# Help plz..HOOD RELEASE is stuck



## LT247 (Jul 6, 2004)

I'm in need of some help. The handle for the hood release mechanism broke off. I was originally going to only replace the release leaver. However, with the new lever in place the hood would not pop. So now i have a problem. First off how am i gonna open my hood to replace the cable? Secondly, what do i have to remove from the front of the car to get to the release mechanism once the hood is popped? BMW service wants almost $600 dollars in labor to replace this cable. Any feedback would be appreciated

Thanks, 
LT


----------



## RKT BMR (Sep 7, 2002)

ICK!  

I'll have to take a look later at my ride and the Bentley manual to see what I can figure out.

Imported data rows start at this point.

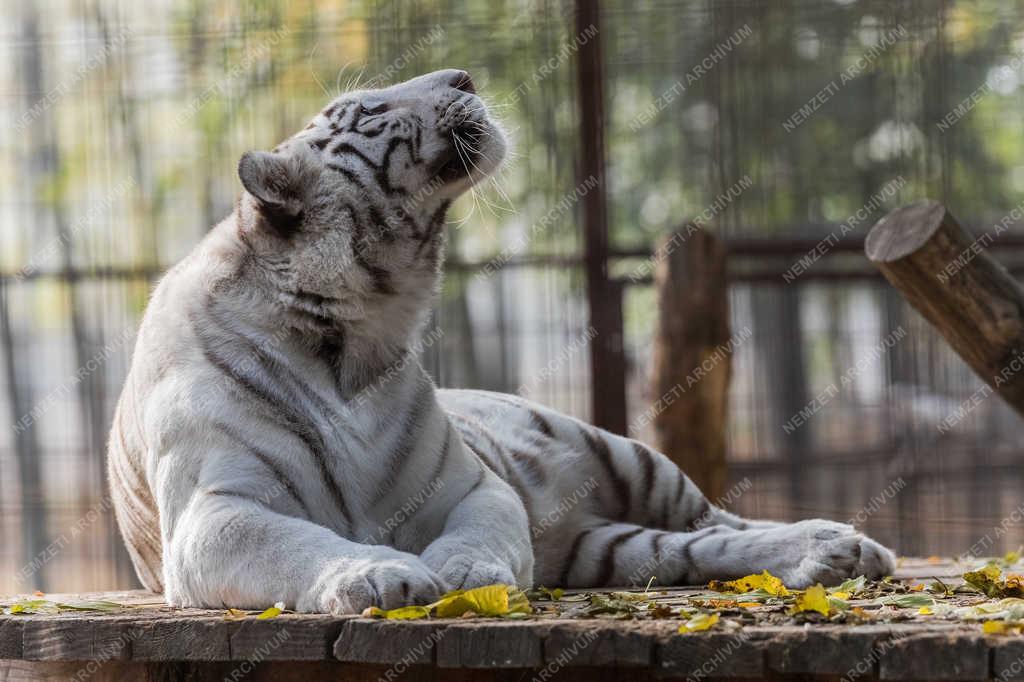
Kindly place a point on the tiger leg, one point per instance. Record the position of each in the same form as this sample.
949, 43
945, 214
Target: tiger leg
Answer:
644, 486
605, 554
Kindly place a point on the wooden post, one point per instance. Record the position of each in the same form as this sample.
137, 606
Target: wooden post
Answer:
607, 356
690, 371
944, 272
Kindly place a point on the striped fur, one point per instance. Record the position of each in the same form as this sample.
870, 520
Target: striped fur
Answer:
275, 438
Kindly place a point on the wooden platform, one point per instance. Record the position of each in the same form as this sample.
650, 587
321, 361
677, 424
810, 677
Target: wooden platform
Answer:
146, 640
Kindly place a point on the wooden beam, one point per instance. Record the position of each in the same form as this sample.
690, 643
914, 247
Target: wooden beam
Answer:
688, 365
607, 356
969, 297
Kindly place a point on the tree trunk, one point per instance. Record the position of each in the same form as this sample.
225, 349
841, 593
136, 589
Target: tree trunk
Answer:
972, 300
692, 356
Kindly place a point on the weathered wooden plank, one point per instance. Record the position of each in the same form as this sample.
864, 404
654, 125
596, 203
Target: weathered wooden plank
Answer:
182, 639
10, 638
821, 650
711, 654
285, 638
493, 644
404, 642
85, 638
931, 655
589, 643
1008, 659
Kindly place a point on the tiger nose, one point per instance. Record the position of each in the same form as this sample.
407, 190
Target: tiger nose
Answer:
462, 81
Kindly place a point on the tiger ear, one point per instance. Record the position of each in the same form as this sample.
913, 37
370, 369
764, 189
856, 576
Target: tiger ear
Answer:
275, 182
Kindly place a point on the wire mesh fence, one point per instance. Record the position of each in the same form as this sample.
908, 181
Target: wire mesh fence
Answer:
122, 127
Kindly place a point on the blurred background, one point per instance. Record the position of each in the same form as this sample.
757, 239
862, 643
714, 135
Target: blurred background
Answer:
775, 125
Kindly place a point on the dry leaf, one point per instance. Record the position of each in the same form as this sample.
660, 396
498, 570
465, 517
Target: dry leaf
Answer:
698, 623
271, 612
765, 581
812, 599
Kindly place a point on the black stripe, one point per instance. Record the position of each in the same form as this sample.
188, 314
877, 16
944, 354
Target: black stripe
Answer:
542, 424
479, 481
434, 225
563, 580
647, 462
600, 448
267, 461
608, 560
442, 456
531, 466
351, 176
410, 434
686, 578
379, 275
233, 494
470, 439
702, 509
285, 408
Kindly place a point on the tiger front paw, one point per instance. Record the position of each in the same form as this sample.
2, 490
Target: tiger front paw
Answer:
463, 571
829, 553
388, 582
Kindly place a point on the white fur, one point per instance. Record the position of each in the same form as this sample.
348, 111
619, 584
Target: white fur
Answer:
275, 438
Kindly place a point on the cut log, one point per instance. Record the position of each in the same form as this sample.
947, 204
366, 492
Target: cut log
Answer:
691, 371
971, 299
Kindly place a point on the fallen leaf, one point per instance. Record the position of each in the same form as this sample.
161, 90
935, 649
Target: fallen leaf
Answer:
1001, 628
765, 581
32, 606
811, 599
489, 600
698, 623
851, 587
271, 612
987, 580
909, 600
400, 613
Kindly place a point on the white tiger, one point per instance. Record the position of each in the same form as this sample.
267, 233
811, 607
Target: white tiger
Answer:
274, 426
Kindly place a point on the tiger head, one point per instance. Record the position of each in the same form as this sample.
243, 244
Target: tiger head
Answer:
346, 216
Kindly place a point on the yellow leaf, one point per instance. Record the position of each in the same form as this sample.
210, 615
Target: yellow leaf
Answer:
487, 600
698, 623
812, 599
271, 612
765, 581
993, 628
988, 580
401, 613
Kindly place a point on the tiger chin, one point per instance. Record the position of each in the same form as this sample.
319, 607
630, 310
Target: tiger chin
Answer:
276, 439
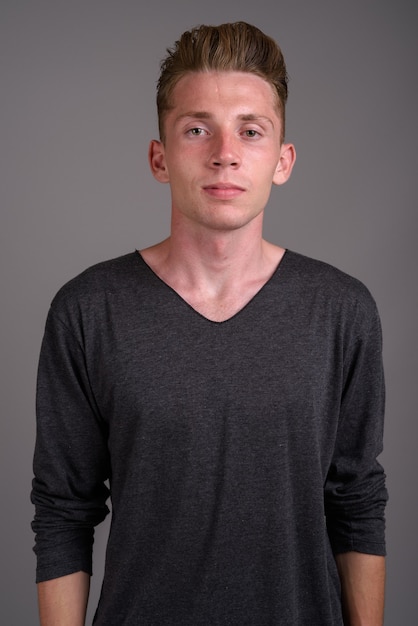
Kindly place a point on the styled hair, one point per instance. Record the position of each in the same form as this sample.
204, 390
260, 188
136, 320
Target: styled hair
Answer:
237, 46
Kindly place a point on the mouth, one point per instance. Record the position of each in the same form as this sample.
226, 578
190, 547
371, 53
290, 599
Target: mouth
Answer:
224, 191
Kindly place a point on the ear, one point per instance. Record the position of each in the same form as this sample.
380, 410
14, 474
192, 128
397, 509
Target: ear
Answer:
285, 165
156, 159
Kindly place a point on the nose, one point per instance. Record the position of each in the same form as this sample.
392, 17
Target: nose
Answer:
225, 151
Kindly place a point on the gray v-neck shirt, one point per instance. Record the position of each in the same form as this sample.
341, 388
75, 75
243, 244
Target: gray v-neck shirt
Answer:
240, 454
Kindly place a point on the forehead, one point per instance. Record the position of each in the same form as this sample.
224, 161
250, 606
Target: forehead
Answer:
223, 88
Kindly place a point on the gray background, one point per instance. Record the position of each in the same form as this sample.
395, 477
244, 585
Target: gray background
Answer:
77, 112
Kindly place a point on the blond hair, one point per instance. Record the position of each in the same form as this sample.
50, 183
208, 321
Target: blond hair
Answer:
238, 47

That said, off the top of my head I'm thinking destruction of the BMW signature kidney grille to get at the latch mechanism to open it up. Then, cable replacement should be pretty straightforward from there. $600 seems kinda on the high-side to me.


----------



## MA330CIC (Mar 13, 2004)

I am assuming labor is $100/hr, I can't see it taking 6 hours to do the job. How about an independent BMW mechanic? Or smash the kidney grille, fix the cable and buy a new grille. Got to be less than $600.


----------



## LT247 (Jul 6, 2004)

Thanks, i forgot to mention that it is a 1995 E36. I remember looking at it before, i dont actually recall seeing any actual latch mechanism. It has two locking pins mounted to the hood that latch inside the frame when the hood is closed. To me it looks like the radiator may have to be removed in order to access the locks. I don't really know, it doesn't say much in the OEM manual. I know that it allmost seems impossible to get to without a fair amount of dissassembly. This really sucks..it wouldn't be so bad except my brake fluid light is starting to come on and i need to change the oil soon. Awe...its just bad.


----------



## LT247 (Jul 6, 2004)

MA330CIC said:


> I am assuming labor is $100/hr, I can't see it taking 6 hours to do the job. How about an independent BMW mechanic? Or smash the kidney grille, fix the cable and buy a new grille. Got to be less than $600.


I tried a reputable independent BMW mechanic. He seemed to have no idea how long it would take since they never really needed to be replaced, his estimate was 4 hours labor. I just cant see paying that kinda money if i can avoid it. I am mechanically inclined to the point that i can easily do most of the maintenance my self.


----------